卫明姝眉头微微蹙起,心中一时想到许多,看着燕铭躲避的眼神,心里越揪越紧,一时想不到该怎么继续问下去,
站在旁边的兰芝见状,也察觉到气氛的凝滞,看了看端着碗的士卒,“我我去将饭食端进去。”
说着使了使眼色,追影看她示意,一起接过士卒手上的热汤面食,不甚放心地时不时回头。
待到两人进了帐子,燕铭还是未能开口。
旷野之上大风肆意,扬起一片砂砾尘埃,吹红了卫明姝的眼睛,她声音沙哑,“可是西境那边有什么消息?”
燕铭抿了抿唇,沉声开口,“西境传来消息说卫将军他们被曾老将军派去的援军找到了,据卫将军手下的副将说,之前一行人同敌军在荒漠中对峙,恰巧遇到了沙暴,两边的军队皆被打散,在荒漠中迷了方向”
卫明姝眼前已是一片模糊,稳住声形才继续问道:“那我我阿耶呢?”
“大军在荒漠中行走数日,没了多少粮草和水源,卫将军将剩余的粮草和水源分给了军中年轻的将领被找到时,已经昏迷不醒。

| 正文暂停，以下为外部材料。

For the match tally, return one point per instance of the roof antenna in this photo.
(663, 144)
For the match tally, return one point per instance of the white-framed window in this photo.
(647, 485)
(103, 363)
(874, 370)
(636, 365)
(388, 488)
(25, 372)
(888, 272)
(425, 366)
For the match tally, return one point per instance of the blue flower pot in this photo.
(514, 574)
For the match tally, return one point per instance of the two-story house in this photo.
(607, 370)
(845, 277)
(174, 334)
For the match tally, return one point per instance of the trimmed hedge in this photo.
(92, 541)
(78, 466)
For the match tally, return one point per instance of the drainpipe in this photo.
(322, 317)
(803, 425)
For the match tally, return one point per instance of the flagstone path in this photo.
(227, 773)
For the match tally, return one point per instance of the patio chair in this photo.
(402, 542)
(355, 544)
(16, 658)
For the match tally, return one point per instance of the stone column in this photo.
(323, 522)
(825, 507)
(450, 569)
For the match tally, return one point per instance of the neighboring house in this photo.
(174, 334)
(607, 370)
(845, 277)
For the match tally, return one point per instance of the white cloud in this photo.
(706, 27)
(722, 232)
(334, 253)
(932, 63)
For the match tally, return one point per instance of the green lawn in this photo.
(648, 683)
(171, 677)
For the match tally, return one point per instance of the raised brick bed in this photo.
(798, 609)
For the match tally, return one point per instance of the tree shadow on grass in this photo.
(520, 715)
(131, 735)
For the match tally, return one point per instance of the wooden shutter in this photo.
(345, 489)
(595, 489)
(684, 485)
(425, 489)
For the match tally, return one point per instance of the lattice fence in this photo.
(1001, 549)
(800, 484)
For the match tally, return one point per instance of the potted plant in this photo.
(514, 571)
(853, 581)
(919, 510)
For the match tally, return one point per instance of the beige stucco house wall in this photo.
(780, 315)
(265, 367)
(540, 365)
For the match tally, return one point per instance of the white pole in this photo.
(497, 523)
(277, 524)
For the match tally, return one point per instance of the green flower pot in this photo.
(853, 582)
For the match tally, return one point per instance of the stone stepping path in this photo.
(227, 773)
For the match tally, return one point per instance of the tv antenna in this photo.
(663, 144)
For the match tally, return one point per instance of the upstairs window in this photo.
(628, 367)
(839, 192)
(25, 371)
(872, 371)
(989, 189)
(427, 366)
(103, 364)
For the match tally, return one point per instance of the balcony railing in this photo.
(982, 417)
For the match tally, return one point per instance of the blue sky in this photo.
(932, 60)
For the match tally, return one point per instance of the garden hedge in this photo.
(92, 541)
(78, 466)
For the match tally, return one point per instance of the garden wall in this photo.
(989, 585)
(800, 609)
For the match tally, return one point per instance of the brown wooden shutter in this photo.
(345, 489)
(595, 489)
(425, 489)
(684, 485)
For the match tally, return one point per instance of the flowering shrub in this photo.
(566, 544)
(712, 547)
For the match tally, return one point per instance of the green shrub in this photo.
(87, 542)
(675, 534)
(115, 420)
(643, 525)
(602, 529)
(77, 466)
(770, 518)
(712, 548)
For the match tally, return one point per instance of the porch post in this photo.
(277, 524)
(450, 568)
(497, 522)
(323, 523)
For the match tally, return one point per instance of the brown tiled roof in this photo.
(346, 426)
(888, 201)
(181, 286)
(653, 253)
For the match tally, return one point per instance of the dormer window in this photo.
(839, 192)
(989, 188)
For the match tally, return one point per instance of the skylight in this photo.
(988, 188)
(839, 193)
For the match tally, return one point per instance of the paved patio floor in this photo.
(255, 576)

”
卫明姝眼泪顿时留了下来,头脑有些昏沉,知道燕铭这么说,情况定是没有好转,但还是问道:“那那我阿耶现在醒了吗?”
燕铭向来见不得女人哭,撇开了头,“曾将军手下的人将卫将军的人从荒漠中带出时,卫将军还没有醒,而后”
“而后怎么了?”
燕铭声音越说越小,面露些不忍,“而后援军刚回营中,便遇上西蕃大军反攻,曾老将军不敌,如今同卫将军皆被围困在太河旁的奇山上”
卫明姝眼前一晃,许久未曾有过的无力感一股劲全部涌了上来,仿佛被抽去精力,身形一歪。
远处帐内,两人扒在帐子门口远远观望,见卫明姝身形站不稳,也顾不得能不能听,一左一右上前将人扶住。
燕铭不知该如何应对眼下的情况,只补话道:“宣远他们已经快到太河了,事情未必没有转机”
然而接下来的话生生被他咽回了肚子。
沈轩带的军队未必来不及救,可卫将军如今的状况,确实令人担忧,军中虽有军医,可终究不能一应百全,一旦同太河边的西蕃大军打起来,只会无暇照料,越拖越差。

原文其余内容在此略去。